“No excuse, First Sergeant!” The kid quivered like a half-trained dog told to sit and stay.
Repeth slipped the packet into her pocket. Not about to jump to conclusions. It could be anything. It could be his, but I doubt it. It could be a setup, or just a place to stash something where Wingen takes the fall. It could be some kind of test for me.
She’d begun leaving her cybernetic eye on permanent record, downloading the video every evening so that Rick could take a look, incidentally covering her ass against any sort of accusations. As her husband was not finding his duties here too strenuous, he was spending a lot of time cataloging people and suspicious actions. Maybe a look at this sequence would reveal someone reacting when she found the stuff.
“All right. This barracks is finally looking shipshape. I might start believing I had Marines in this company instead of a bunch of Ground Forces wannabees. You’re gonna get a chance to prove it to me, because we’re going for a little run.” Repeth held up a “brick,” a walkie-sized box that held the command override codes for her people’s cyberware. “Muscles only.”
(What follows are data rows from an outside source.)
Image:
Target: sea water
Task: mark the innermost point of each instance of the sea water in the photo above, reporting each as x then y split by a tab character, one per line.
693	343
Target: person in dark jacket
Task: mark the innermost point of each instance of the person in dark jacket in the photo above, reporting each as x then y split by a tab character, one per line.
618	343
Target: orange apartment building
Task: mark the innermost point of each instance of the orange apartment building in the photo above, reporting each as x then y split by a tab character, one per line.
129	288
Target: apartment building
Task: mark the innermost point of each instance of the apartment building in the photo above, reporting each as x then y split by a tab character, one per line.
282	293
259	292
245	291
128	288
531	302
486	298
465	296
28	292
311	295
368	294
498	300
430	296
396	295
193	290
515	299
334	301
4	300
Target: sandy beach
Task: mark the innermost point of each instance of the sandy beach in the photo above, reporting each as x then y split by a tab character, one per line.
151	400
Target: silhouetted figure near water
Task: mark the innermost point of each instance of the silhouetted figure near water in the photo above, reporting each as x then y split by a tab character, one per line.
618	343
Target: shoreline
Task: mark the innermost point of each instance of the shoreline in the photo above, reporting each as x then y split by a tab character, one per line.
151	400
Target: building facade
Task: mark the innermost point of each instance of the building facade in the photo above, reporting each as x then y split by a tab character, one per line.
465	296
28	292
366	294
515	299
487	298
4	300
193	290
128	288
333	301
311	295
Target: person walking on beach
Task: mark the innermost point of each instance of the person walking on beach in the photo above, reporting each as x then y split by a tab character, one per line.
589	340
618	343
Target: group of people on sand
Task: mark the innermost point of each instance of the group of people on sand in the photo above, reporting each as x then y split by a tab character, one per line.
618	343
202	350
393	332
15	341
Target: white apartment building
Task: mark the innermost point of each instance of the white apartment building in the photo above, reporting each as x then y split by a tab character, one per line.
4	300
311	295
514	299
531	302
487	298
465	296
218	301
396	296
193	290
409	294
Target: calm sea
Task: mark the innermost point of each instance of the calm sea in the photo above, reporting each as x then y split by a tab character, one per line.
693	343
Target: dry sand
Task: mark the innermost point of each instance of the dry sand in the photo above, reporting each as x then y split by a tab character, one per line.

Last week she would have heard muttering. This time, the disciplined silence cheered her up. “You got two minutes to get in PT gear and fall out in company formation, starting now. Move!”
The barracks erupted into the controlled chaos of troops stripping out of their utilities and donning regulation physical training gear. She walked into the female head and quickly changed into her own, and then followed the rush of bodies as they flowed out the doors and onto the quad that gave them a place to assemble.
Once they’d all fallen in, she punched in a number sequence on the brick, and watched for the sway as implanted cybernetics went inert. With the push of a button they’d gone from supermen to ordinary, if fit, Marines carrying an extra twenty kilos of laminated bones and servos.
“Company! Right…’ace! For’ard…’arch!” Her commands came out more like the barks of seals than words. “Doub’ time…’arch!”
Twenty kilometers later she found out what she needed to know. Half of the company enlisted was seriously out of shape and had fallen out, which was absolutely pathetic. Parts of the run hadn’t even been in full gravity. She kept everyone standing at attention in formation as the stragglers came in one by one.
Over an hour later, the tram that Staff Sergeant Botkina had driven behind rolled up with those who couldn’t even make it under their own power.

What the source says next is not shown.